The current study had a number of limitations that should be considered while interpreting the results reported therein. Limitations inherent to the study included its retrospective design that caused inter- and intra-group heterogeneity in important aspects including stratification of different pathologies, CNV types, and CNV stages. In addition, the study allowed recruitment of patients with CNV regardless whether the CNV was naive or pretreated and even though with variable treatment course and regimen in pretreated patients. Additional limitations inherent to SS-OCTA technology included motion artifacts that degraded the image quality in almost 30% of our patients. Motion artifacts had been reported in a number of studies as a significant disadvantage during image acquisition.19,23,28,30 Technology development focused on improved eye tracking and faster acquisition time could overcome this limitation. Another important limitation was the automated segmentation errors in cases of high myopia, presence of large amounts of edema and/or hemorrhage, and large PEDs. In those cases, we had to resort to manual segmentation performed by the operator which could be a source of bias. Future development of segmentation algorithms is needed to overcome this obstacle.

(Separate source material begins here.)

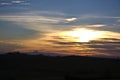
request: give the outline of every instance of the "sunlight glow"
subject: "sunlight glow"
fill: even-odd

Swept-source technology including SS-OCT and SS-OCTA is a reproducible risk-free analog for conventional FFA in imaging CNV. Combined SS-OCT and SS-OCTA are capable of providing accurate anatomical information on the location of the CNV and associated secondary changes in the retinal architecture and functional information in the form of characteristic morphological patterns that reflect the disease activity based on blood flow within the CNV. SS-OCTA is particularly versatile in cases, where FFA and SS-OCT are inconclusive.
None of the authors have proprietary interest in any material used in this study. The authors report no other conflicts of interest in this work.